We really need to be in France. We have precisely planned bookings. We take a deep breath, and the tickets. Once we’re in Paris, we’ll go to the place that has rented us a car, explain the situation, and pick up a rental, which we will then drive to Burgundy. They must deal with this sort of thing all the time. And hey, a first-class, cross-border train trip – it’ll be a luxurious adventure.

Our first class carriage turns out to be no flasher than the other carriages, just a whole lot more expensive. We’re not fussed, we made it to France. Just not the part of France we’re supposed to be. Still, we’re in Paris – Paris! – and we’ll sort it out in the morning.

In the morning we get more French disdain than is strictly necessary. Our car rental agency in Dijon has cancelled our booking and given our car away, because they didn’t hear from us. It wasn’t for lack of effort. We tried calling the previous day, but it turns out the number we were given – in fact the number on the website – works only from within France. We were ringing from Barcelona. We also tried emailing, except that the website doesn’t give the email addresses of individual branches. The chap at the rental agency in the Barcelona branch gave us Dijon’s email address (and with it a shake of the head and a regretful sigh of, “I’m sorry, your problem is with the French”) but no one received a thing. Allegedly. So they didn’t hear from us and gave our booking away.

To compound the problem, the car rental person on the end of the line doesn’t speak English. This is fair enough. She’s French, she’s in France, we should speak her language. Melanya does, very well, but explaining our situation is complex. Even so, “I understand what you’re saying,” the person from the rental company says, encouragingly. Then, less encouragingly, “So?”

So we are now in Paris, in an eye-wateringly expensive hotel. We’re supposed to be in Dijon, several hundred kilometres away. Even if we can get to Dijon, no car is awaiting us. That’s moot, because the train strike means that almost every rental car in Paris is accounted for anyway. Tears are shed.

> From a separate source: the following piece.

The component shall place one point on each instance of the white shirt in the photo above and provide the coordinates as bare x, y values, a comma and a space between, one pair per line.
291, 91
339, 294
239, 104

We start going through all the rental agencies. We’re not having much luck.

Eventually, we meet Antoine. Antoine is a trainee at Avis/Budget in Paris Gare du Lyon railway station, and he is a marvel. He is friendly. He speaks English. And, crucially, he has a car, even though it’s a 4WD and we (we being Melanya) have to drive it out of Paris (if you think that’s no big deal, you’ve never been in a car in Paris).

Antoine, if you ever come to New Zealand, I will buy you a beer. You can stay in our spare room. You can stay in our room. If I had a daughter or son, I would promise them to you. I will adopt a daughter or son, and promise them to you.

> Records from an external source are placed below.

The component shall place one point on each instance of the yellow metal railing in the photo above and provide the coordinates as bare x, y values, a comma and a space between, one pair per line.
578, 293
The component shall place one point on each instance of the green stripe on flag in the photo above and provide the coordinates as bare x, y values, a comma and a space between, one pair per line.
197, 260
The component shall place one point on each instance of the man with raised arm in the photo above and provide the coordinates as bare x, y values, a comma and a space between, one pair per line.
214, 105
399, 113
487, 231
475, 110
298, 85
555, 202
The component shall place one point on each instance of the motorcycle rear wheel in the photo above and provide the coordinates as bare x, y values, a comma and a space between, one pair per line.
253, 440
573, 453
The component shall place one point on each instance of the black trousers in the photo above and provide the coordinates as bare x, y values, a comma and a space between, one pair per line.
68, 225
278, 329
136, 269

Lacking the requisite offspring, on our return to Gare du Lyon some three weeks later, we instead leave Antoine a bottle of good Burgundy. We hope he enjoyed it. He saved our holiday.
RICHARD

STRAY OBSERVATIONS

  • Everyone – everyone – in Barcelona speaks perfect English. Everyone, that is, except for the people working at Barcelona train station
  • Spanish SIM cards stop working exactly at the border
  • Even when you’re under stress, it’s amazing how much Paris looks like Paris

This blog entry is dedicated to my cousin Tracey, who died while the events outlined above were unfolding, and whose passing puts everything into perspective.